In the UK at least, then, it appears the SPACs bubble is unlikely to burst any time soon. But the question remains, where exactly, should you invest your cash?
Investment commentator Jim Cramer described the Celebrity SPAC as “an in-joke for the super rich”
As of March 2021, it’s possible to invest in SPACs backed by everyone from baseball exec Billy Beane (immortalised by Brad Pitt in the film Moneyball) to former astronaut Scott Kelly and NBA all-star Shaquille O’Neal.
In short, pick a sporting or pop culture figure you like, and it’s likely they’re backing a SPAC or two.
Not everyone is convinced. Speaking to Bloomberg, Michelle Lowry, a Drexel University finance professor, said buying into SPACs can be “more like gambling than investing.”
“We saw this during the internet bubble,” Lowry said. “There were a record number of IPOs, huge first-day returns, and everybody’s talking about it.
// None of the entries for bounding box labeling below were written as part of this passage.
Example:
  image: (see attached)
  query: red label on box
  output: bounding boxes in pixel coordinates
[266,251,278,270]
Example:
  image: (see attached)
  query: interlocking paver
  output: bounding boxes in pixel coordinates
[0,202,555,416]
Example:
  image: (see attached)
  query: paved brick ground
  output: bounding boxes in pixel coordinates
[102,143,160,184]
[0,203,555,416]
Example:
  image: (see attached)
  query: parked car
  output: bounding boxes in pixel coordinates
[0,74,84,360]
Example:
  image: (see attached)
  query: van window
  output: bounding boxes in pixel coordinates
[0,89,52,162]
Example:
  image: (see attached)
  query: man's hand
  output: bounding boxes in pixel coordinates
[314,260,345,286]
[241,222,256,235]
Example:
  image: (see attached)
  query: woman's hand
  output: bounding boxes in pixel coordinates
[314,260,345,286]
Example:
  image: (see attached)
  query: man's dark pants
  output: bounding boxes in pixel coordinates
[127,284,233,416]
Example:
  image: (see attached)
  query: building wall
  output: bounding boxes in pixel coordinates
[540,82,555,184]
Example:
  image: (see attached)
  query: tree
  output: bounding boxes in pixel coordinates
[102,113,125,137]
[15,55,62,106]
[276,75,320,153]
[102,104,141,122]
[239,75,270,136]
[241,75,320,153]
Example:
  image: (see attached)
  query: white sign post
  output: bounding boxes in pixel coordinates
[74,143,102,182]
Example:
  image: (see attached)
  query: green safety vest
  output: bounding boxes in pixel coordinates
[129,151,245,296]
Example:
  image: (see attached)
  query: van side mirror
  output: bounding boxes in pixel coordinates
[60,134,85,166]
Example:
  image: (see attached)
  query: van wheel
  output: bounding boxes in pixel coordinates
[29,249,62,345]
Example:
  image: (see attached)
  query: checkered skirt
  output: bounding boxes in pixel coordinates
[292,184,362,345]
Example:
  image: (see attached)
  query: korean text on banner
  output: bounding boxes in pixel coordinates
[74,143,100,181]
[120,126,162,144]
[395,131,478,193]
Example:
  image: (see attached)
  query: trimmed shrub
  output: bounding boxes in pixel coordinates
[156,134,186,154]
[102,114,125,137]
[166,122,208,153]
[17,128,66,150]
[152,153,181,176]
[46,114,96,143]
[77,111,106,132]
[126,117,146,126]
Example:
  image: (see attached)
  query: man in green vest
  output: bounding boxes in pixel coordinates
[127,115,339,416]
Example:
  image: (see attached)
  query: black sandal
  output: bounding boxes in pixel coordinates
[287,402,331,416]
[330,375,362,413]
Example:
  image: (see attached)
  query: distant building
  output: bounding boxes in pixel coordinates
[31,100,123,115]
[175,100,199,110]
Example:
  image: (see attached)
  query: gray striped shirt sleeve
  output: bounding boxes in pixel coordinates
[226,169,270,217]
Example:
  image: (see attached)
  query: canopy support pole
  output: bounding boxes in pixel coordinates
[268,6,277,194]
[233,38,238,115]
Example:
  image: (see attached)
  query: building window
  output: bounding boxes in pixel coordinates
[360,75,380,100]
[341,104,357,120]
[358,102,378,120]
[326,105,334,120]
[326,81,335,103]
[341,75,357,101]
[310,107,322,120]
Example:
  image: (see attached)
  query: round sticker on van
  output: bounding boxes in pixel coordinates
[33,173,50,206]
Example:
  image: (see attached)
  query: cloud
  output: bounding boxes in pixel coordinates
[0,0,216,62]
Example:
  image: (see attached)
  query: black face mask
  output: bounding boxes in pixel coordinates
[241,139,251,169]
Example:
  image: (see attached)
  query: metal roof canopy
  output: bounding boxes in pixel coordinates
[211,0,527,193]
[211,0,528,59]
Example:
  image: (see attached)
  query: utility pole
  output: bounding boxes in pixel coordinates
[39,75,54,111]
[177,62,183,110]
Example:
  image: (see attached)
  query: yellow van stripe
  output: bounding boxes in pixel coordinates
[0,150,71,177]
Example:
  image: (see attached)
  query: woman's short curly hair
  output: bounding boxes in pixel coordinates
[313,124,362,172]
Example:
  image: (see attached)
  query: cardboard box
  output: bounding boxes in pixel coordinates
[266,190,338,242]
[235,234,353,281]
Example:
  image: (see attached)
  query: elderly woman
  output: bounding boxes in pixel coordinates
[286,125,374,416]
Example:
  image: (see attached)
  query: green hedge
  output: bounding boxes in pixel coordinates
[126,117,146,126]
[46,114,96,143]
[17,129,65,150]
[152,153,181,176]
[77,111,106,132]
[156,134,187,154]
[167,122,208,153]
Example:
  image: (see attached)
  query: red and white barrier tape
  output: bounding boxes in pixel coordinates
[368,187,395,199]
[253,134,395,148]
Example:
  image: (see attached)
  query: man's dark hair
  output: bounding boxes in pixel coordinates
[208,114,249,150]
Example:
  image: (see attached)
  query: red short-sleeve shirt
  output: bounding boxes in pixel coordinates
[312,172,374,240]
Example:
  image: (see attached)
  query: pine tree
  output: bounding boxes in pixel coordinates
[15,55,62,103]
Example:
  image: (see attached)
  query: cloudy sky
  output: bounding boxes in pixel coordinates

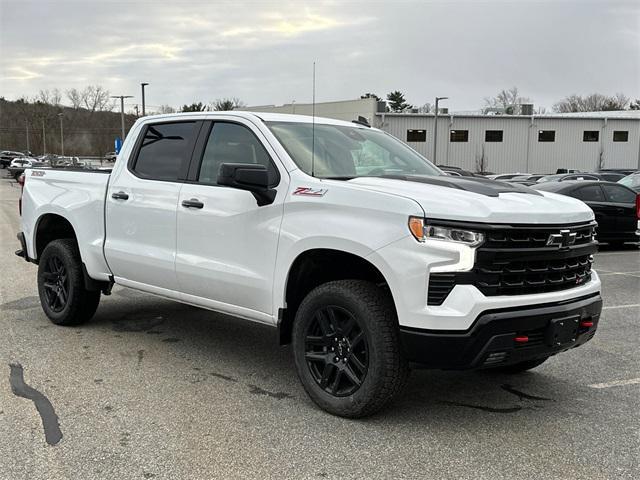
[0,0,640,110]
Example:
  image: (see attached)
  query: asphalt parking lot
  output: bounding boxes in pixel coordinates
[0,178,640,480]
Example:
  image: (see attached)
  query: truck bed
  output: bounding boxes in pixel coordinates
[22,168,111,280]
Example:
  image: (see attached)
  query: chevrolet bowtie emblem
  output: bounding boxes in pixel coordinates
[547,230,576,248]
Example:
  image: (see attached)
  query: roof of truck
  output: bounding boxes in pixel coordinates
[140,110,370,128]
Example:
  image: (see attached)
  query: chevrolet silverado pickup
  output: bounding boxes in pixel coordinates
[16,112,602,418]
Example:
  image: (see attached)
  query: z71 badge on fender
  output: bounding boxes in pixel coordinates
[292,187,327,197]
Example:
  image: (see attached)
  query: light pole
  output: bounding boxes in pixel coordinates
[140,82,149,117]
[432,97,449,165]
[111,95,133,142]
[58,113,64,157]
[42,118,47,155]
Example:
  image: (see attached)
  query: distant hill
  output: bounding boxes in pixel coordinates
[0,98,136,156]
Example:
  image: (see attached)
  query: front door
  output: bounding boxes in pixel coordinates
[104,121,201,293]
[176,120,288,322]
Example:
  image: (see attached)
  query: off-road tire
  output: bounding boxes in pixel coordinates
[38,238,100,326]
[292,280,409,418]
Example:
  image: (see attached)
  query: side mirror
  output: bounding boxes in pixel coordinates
[218,163,277,206]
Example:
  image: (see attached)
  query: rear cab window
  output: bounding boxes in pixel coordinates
[571,185,604,202]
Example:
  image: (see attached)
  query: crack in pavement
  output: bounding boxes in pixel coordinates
[500,383,553,401]
[9,363,62,445]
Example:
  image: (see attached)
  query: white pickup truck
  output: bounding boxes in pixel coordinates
[16,112,602,417]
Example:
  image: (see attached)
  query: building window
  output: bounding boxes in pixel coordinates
[484,130,502,142]
[407,130,427,142]
[449,130,469,142]
[613,130,629,142]
[582,130,600,142]
[538,130,556,142]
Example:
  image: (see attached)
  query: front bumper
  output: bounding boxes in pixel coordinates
[400,294,602,369]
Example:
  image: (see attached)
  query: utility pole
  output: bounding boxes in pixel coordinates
[42,118,47,155]
[431,97,449,165]
[140,82,149,117]
[111,95,133,142]
[58,113,64,157]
And if everybody’s talking about it in the conversation, you want to give it a shot.”
Perhaps most worrying – and certainly bad news for Shaq – was the Securities and Exchange Commission’s recent investor alert very much aimed at those thinking about giving celebrity-backed SPACs a shot.
"The SEC recently issued an investor alert over the rise of the celebrity-backed SPAC..."
“Celebrity involvement in a SPAC does not mean that the investment in a particular SPAC or SPACs generally is appropriate for all investors,” the statement read. “Celebrities, like anyone else, can be lured into participating in a risky investment or may be better able to sustain the risk of loss. It is never a good idea to invest in a SPAC just because someone famous sponsors or invests in it or says it is a good investment.”
The statement comes not long after US television host and former hedge fund manager Jim Cramer (whose financial insight is widely valued in the US) opined that celebrity-backed SPACs “feel like an inside joke for the super-rich.”
“These newer SPACs increasingly feel like an inside joke for the super-rich and a way for celebrities to monetize their reputations,” Cramer said. “Believe me, you don’t want to invest in someone else’s inside joke, so please, please, please the way to prevent getting hurt [is to] do homework on the people and if there are businesses before you go near these things.”
Joke or no, as with all investments due diligence is always required. After all, putting your money to work just because a rapper, basketball star and former astronaut say so should never be considered a sound investment model.